Solution For Maximum Product Of The Length Of Two Palindromic Substrings
Problem Statement:
Given a string s, find two palindromic substrings that are non-overlapping and the product of their lengths is maximum. Return the maximum product.
Constraints:
1 <= s.length <= 10^5
s consists of lowercase English letters only.
Solution:
In this problem, we are looking for two longest palindromic substrings that are non-overlapping.
The first step is to find all the palindromic substrings in the given string. We can use dynamic programming to achieve this.
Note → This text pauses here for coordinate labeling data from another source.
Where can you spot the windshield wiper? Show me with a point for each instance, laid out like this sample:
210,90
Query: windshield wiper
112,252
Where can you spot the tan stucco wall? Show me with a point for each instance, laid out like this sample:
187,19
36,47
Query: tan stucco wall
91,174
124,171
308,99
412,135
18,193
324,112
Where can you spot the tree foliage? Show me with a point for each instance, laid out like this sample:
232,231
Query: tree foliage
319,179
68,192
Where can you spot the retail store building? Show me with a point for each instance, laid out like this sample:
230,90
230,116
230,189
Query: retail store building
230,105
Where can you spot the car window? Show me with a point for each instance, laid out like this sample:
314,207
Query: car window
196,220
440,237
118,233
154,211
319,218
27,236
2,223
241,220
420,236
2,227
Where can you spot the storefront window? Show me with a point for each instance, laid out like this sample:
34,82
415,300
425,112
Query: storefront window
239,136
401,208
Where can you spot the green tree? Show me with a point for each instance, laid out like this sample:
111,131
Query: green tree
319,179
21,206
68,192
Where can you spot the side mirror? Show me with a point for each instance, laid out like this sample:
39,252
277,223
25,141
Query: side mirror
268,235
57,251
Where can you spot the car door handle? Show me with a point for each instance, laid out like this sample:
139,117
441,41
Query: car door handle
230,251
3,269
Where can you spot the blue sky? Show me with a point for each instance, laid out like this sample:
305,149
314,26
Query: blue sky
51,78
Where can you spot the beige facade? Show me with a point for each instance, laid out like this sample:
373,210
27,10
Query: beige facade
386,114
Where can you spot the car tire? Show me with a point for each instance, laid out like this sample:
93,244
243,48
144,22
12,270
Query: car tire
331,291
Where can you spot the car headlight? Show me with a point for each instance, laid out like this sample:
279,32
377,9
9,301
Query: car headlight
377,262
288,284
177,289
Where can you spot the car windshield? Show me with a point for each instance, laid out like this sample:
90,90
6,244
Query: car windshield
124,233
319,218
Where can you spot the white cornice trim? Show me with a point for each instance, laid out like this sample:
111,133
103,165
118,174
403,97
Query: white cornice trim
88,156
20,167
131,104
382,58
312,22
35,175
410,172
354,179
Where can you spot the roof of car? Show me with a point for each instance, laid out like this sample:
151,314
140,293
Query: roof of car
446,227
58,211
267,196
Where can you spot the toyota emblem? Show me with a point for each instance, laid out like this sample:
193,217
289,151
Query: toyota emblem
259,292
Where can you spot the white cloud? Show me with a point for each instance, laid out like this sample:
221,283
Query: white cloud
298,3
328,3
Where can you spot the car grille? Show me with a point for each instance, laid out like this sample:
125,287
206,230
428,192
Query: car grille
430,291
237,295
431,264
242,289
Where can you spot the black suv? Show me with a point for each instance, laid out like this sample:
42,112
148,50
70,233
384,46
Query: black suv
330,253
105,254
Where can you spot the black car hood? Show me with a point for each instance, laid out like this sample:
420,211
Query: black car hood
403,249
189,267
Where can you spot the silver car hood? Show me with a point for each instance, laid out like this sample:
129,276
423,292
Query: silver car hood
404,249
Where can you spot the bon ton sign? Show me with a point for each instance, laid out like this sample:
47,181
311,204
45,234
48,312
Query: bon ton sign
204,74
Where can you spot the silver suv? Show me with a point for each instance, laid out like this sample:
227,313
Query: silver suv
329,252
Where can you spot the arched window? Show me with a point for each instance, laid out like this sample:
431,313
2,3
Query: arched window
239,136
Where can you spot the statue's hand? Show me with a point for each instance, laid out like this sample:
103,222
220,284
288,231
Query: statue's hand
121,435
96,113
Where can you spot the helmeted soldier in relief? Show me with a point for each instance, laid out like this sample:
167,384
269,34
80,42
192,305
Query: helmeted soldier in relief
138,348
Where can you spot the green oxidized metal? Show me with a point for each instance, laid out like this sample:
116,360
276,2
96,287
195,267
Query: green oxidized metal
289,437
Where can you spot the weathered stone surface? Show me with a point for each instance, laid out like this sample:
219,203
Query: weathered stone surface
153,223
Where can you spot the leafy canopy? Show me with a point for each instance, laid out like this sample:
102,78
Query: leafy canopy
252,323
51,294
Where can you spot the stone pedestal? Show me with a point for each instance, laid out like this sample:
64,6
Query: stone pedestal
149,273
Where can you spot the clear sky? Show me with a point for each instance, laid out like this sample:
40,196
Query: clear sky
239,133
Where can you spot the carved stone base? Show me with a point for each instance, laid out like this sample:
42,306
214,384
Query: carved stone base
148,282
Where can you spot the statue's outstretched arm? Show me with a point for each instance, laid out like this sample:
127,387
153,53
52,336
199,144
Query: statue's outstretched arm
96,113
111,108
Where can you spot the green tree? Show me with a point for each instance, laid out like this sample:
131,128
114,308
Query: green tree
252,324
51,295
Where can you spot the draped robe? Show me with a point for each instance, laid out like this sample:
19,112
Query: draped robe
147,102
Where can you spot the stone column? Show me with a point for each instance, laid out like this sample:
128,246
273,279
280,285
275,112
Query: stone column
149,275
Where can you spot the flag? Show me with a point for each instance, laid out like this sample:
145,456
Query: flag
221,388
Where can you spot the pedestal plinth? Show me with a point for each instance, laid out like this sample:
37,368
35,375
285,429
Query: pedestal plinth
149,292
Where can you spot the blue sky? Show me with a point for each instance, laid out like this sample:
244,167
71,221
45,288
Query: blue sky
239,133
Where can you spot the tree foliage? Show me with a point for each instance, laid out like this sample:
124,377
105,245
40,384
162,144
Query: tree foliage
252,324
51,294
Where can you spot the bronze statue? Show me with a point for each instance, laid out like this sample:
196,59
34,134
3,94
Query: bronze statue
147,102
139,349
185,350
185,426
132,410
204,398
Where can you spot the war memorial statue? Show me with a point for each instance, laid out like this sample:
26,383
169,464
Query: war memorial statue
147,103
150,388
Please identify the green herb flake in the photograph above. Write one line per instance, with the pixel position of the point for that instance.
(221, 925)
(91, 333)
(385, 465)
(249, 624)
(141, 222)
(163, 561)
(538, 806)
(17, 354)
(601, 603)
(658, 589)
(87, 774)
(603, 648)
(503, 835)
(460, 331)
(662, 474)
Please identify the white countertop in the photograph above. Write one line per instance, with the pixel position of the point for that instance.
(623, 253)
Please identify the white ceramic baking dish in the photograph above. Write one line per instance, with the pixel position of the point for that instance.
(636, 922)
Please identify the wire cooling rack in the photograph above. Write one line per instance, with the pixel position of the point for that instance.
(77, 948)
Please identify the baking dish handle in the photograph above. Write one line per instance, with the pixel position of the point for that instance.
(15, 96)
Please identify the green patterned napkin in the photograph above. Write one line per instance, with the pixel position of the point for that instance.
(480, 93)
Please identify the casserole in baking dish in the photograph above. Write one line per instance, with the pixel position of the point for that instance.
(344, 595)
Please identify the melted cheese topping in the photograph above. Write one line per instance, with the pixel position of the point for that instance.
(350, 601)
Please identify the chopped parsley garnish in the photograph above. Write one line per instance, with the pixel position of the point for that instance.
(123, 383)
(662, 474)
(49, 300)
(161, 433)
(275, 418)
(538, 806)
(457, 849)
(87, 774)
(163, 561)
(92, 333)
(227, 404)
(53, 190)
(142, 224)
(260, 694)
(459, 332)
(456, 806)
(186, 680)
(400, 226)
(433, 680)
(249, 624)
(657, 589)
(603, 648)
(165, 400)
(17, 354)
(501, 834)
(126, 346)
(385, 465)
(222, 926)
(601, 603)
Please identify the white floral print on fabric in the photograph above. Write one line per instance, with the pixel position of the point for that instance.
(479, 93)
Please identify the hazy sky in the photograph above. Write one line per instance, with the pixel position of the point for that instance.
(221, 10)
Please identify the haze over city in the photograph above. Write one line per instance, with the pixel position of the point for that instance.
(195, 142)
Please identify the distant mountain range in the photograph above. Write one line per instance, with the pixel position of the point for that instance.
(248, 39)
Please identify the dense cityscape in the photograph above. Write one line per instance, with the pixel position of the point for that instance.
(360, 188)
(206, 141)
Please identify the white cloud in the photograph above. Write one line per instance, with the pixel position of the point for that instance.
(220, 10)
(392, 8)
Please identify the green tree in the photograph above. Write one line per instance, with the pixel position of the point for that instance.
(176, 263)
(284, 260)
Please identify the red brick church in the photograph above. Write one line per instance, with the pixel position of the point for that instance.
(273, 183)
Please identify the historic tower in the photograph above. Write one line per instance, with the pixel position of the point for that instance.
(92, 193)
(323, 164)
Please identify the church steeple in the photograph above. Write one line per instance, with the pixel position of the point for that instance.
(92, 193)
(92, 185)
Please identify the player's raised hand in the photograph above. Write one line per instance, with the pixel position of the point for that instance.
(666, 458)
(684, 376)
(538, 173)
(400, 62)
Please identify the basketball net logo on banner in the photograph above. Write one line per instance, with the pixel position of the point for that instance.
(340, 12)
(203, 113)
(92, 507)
The idea is to maintain a 2D boolean array pal[i][j] which will be true if the substring s[i…j] is a palindrome.
Next, we will find two non-overlapping palindromic substrings and calculate their product of length. We can do this by iterating through all the palindromic substrings and finding two that are non-overlapping and have the maximum product.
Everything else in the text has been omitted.